U.S. military commanders “are responsible for the maintenance of the health of their commands to ensure mission accomplishment in the event of CBRN [chemical, biological, radiological, or nuclear] attacks,” a new Army Field Manual advises, while noting that “medical planners can expect, as a minimum, 10 to 20 percent casualties within a division-sized force that has experienced a nuclear strike.” See “Multiservice Tactics, Techniques, and Procedures for Health Service Support in a Chemical, Biological, Radiological, and Nuclear Environment” (pdf), U.S. Army Field Manual 4-02.7, July 2009.
Among those countries that are “known to possess” nuclear weapons, the new Field Manual lists Israel (at page I-4), although neither Israel nor the United States formally acknowledge such possession. This is the second time in ten months that a Pentagon publication has cited Israel as a nuclear weapons state, observed Amir Oren in Haaretz on September 13. A similar reference appeared in the 2008 Joint Operational Environment study. (“Israel as a Nuclear Power,” Secrecy News, March 17, 2009).

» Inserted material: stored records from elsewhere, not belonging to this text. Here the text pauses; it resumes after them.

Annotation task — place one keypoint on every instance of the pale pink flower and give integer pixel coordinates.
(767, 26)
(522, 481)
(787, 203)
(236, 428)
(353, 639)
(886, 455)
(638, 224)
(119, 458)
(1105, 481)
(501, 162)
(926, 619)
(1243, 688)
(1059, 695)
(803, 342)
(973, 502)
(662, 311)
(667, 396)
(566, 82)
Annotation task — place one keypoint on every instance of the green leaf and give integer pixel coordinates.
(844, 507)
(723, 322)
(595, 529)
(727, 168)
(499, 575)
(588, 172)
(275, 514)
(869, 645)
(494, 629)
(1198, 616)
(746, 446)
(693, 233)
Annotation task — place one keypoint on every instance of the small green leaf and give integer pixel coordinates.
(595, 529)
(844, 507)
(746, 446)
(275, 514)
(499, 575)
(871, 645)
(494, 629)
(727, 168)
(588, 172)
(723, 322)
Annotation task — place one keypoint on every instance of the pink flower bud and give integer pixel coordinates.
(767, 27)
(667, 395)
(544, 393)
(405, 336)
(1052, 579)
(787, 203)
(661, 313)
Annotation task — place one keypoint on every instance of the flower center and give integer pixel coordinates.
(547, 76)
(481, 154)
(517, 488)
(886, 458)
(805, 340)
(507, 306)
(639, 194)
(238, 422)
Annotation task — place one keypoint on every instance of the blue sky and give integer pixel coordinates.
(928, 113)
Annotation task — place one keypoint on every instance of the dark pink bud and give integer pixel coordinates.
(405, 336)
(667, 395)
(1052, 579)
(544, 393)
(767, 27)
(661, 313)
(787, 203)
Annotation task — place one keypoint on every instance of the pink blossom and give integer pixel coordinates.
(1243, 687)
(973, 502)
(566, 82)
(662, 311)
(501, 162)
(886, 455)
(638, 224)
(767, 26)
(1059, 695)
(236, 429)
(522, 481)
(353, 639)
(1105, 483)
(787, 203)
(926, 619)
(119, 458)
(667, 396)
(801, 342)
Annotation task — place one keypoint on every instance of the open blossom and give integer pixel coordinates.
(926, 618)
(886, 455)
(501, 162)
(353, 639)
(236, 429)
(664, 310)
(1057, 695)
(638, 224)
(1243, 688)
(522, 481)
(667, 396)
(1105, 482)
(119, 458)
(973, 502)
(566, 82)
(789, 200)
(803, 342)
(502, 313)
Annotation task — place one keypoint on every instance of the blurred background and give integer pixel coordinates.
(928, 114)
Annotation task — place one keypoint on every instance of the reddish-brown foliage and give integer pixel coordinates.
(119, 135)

Iranian scientists have published a prodigious amount of research in nuclear science and technology in the open literature. A bibliography of such publications is available in a newly updated 195-page compilation (pdf) prepared by Mark Gorwitz.
The Congressional Research Service has prepared an updated summary report on “U.S. Arms Sales to Pakistan,” with background on recent weapons transactions and their rationale.